Does this work across multiple lists merged into one CSV?
Yes, and it's the recommended workflow. Append your lists with csv-merger first (they should share a header schema), then run the duplicate finder on the combined file so cross-source duplicates are caught in one pass.
Does it merge or delete the duplicate leads?
Neither.

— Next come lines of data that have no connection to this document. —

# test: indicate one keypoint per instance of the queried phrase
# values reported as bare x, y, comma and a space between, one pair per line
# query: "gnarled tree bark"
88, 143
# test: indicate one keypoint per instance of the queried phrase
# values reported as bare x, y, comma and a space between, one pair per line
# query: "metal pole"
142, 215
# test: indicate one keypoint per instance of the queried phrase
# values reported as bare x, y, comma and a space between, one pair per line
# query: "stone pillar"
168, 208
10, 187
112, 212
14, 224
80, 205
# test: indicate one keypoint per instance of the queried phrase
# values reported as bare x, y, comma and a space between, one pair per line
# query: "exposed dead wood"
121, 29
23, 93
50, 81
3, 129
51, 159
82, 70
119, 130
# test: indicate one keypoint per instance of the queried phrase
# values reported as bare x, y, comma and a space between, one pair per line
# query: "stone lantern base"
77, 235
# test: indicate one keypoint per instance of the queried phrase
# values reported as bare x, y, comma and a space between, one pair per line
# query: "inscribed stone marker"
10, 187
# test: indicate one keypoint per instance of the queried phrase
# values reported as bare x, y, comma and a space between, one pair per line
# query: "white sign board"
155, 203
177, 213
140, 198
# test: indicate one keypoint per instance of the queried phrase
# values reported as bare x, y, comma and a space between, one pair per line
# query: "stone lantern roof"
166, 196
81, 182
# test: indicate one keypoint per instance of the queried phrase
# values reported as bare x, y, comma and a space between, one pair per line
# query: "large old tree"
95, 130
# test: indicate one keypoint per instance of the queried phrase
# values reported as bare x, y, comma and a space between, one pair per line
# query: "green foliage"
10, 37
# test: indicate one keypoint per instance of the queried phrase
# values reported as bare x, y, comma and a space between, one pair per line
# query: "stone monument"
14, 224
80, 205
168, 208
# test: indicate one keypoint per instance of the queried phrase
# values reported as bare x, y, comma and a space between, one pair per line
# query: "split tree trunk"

It appends an _is_duplicate column (YES/NO) and keeps every row so you decide which record to retain. To actually remove duplicates and keep one per group, use csv-deduplicator.
Will it catch plus-addressed emails like me+tag@x.com?
No. Matching is exact text, so me+tag@x.com and me@x.com are treated as different even though they share an inbox. Strip the plus-tag with csv-find-replace (pattern \+[^@]+) before the email pass if you want them merged.
Why didn't it flag two leads with the same email?
Usually an invisible difference: a trailing space, a non-breaking space, or different casing with case-sensitive matching accidentally on. Keep case-sensitive off for email and trim with csv-whitespace-trimmer first.
Is contact data uploaded?
No. All parsing and detection happen in your browser. Prospect names, emails, and phone numbers never reach a server. Only an anonymous usage counter is recorded when signed in, and it can be turned off in settings.
How do I make phone numbers match across formats?
Normalise to a single format before the phone pass — strip spaces, dashes, and the +, and reconcile country-code vs leading-zero forms — using csv-find-replace. Then +44 7700 900111 and 07700900111 reduce to the same digits and will match.
What does each summary number mean for my list?
Duplicate groups = how many email (or phone) values repeat. Extra copies = surplus rows you'd remove on a clean import. Unique values = leads appearing exactly once. Together they tell you how much overlap your sources had.
How large a lead list can I check?
Free runs handle up to 2 MB and 500 rows; larger files are blocked with a Pro prompt. Pro handles 100 MB and 100,000 rows. For lists beyond that, split with csv-row-splitter, accepting that cross-chunk duplicates won't be detected.
What's the output file?
Your original CSV plus a trailing _is_duplicate column, saved as <yourfile>.duplicates-marked.csv. Filter that column to YES in your spreadsheet to see only the duplicate leads.
Can I keep the most recently captured duplicate?
Sort the file by a capture-date column descending with csv-sorter before running, so the first occurrence within each group is the newest. The flag still marks all copies; you then keep whichever row your policy prefers.
Should I dedupe before or after CRM import?
Before. Most CRMs either reject or silently merge duplicate emails on import, which makes your row counts unpredictable. Flagging and cleaning the CSV first gives you a list whose count matches what lands in the CRM.
Privacy first
Processing runs locally in your browser with PapaParse. No file is uploaded — only metadata counters are saved for signed-in dashboard stats.